Naftali Bennett government has been endowed a unique opportunity to bring positive changes in the foreign policy of Israel. A perception is being created that this government will be ineffective due to the ideological differences among its member parties.
It is also believed that Israel’s foreign policy was distorted under Benjamin Netanyahu regime and his departure from office will create positive diplomatic momentum. This offers fertile ground for action on which the government could agree despite its diversity.
Despite Netanyahu achievements, Abraham Accords on top, his acts created deep antagonism, especially on the part of leaders of liberal democracies.

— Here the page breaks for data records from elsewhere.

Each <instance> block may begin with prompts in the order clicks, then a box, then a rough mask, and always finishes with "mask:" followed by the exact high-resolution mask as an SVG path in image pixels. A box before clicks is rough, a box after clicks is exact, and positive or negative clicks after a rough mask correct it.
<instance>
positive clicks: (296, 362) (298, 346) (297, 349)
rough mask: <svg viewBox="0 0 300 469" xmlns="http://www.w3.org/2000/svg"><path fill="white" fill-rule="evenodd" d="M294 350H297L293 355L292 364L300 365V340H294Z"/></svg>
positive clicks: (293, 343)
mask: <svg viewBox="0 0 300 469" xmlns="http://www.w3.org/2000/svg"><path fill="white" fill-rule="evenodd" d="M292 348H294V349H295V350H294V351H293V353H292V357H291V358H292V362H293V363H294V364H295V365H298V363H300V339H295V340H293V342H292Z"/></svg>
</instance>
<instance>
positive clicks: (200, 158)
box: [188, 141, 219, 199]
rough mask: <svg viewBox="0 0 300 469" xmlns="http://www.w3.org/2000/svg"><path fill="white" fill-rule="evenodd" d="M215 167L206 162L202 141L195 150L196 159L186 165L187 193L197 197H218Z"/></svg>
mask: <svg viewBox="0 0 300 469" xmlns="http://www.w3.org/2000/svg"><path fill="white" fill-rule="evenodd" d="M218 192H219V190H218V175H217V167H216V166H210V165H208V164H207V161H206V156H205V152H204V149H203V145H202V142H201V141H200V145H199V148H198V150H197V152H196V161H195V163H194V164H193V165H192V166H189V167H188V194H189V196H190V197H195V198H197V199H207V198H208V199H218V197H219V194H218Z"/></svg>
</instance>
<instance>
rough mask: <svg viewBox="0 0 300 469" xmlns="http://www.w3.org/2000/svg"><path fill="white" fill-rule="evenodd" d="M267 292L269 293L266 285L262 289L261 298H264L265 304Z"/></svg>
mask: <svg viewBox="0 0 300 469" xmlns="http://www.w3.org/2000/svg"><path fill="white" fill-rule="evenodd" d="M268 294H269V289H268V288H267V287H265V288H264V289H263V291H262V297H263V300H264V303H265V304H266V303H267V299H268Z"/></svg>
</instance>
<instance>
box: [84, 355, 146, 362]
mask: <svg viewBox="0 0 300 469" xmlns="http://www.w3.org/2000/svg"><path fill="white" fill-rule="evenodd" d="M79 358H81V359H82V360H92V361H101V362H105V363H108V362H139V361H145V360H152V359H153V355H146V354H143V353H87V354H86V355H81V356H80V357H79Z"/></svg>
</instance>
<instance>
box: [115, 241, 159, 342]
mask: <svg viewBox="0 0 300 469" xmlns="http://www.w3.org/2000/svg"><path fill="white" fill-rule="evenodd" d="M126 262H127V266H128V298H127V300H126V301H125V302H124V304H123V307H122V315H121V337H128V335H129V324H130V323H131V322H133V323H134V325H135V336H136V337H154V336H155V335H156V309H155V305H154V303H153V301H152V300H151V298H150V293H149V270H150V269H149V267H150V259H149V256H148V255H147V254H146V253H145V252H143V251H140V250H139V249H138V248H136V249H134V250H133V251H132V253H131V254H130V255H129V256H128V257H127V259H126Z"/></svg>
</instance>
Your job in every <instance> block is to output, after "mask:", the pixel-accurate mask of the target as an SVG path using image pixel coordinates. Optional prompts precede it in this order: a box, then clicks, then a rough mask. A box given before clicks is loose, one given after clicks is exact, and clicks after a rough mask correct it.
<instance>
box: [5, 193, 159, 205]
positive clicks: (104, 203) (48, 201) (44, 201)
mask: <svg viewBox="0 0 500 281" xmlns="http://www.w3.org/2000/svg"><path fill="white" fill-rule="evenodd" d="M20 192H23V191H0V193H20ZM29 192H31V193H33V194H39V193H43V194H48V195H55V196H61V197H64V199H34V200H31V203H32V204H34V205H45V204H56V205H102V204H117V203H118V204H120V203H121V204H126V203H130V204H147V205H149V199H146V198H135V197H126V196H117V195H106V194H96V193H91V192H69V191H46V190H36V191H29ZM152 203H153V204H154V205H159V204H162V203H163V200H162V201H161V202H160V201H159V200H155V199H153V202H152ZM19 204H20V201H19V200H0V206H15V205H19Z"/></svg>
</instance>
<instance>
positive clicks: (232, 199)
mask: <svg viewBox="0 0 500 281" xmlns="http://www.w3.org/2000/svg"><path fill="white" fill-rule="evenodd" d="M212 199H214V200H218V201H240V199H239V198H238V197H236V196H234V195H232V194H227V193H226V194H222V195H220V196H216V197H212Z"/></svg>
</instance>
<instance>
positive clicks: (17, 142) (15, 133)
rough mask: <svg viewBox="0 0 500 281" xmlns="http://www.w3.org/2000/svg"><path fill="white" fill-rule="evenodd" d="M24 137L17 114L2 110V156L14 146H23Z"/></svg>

He was regarded as challenging the fundamental principles of governance and democracy, supporting racist parties in Israel and abroad, and undermining prospects of a two-state solution.
Netanyahu’s credibility was questioned in Washington, Paris, Amman and perhaps in other capitals. His aggressive approach prompted loud clashes with critics of Israel, even with those inherently enjoying friendly relations. It also became evident that during the recent political crisis Netanyahu’s actions were driven, first and foremost, by his desire to remain in power.
This criticism was generally voiced behind the closed doors, but it surfaced occasionally and created much-publicized crises. Netanyahu’s oust enable the new government to improve diplomatic relations with the many countries, particularly the Muslim world.
However, the foreign policy potential of the new coalition does not stem only from Netanyahu’s absence. Yair Lapid serving as foreign minister has long been preparing himself for the job. He has entered the office with experience, contacts and plans to revamp Israeli diplomacy.
Most notably, he clearly has a strong desire to strengthen the Ministry of Foreign Affairs (MFA) and its public standing. The approval of appointment of 35 ambassadors could be the biggest achievements, which Netanyahu has been holding up for over six months.
The participation of the Labor and Meretz parties in the new government will also contribute to restoring diplomacy to its rightful place in Israeli decision-making. Members of Knesset from both parties have challenged Netanyahu’s foreign policy approach repeatedly and sought to advance new paradigms and guiding principles shaping a pro-peace, multi-regional, internationalist, modern and inclusive Israeli foreign policy.
Labor and Meretz will be in charge of the Ministry of Regional Cooperation and the Ministry of Diaspora Affairs in the new government, both with distinct diplomacy components, as well as the Ministries of Health and Environmental Protection, both of which deal with issues high on the global diplomatic agenda to which Israel has much to contribute.
Their voices are also expected to be heard and exert influence regarding the Palestinian issue. In addition, the election of Israel’s new President Isaac Herzog – a pro-peace, liberal democratic leader with extensive diplomatic experience and who enjoys international respect – will bolster the assets of the new Israeli leadership and its capabilities in the international arena.
There are reasons to believe that the coalition parties can reach agreement on a series of urgent foreign policy goals that include: 1) rebuilding trust with the Jordanian monarch and restoring Israel’s strategically important ties with the kingdom; 2) deepening ties with the US Democratic Party to restore bipartisan support for Israel; 3) leveraging the normalization agreements with Arab states to forge bilateral and regional cooperation; 4) improving relations with European Union and renewing the high-level dialogue (Association Council) which has not convened since 2012; 5) leveraging opportunities in the Eastern Mediterranean, including restoring relations with Turkey and advancing maritime border negotiations with Lebanon and 6) strengthening the moderate Palestinian leadership, along with restoring Israeli-Palestinian dialogue channels to advance mutual interests.
Although, the new government is not likely to achieve a final-status peace agreement with the Palestinians, which should be a top foreign policy and national security for Israel, it could be instrumental in mending and healing Israeli foreign policy and leaving a significant diplomatic legacy that will better position Israel in the region and internationally.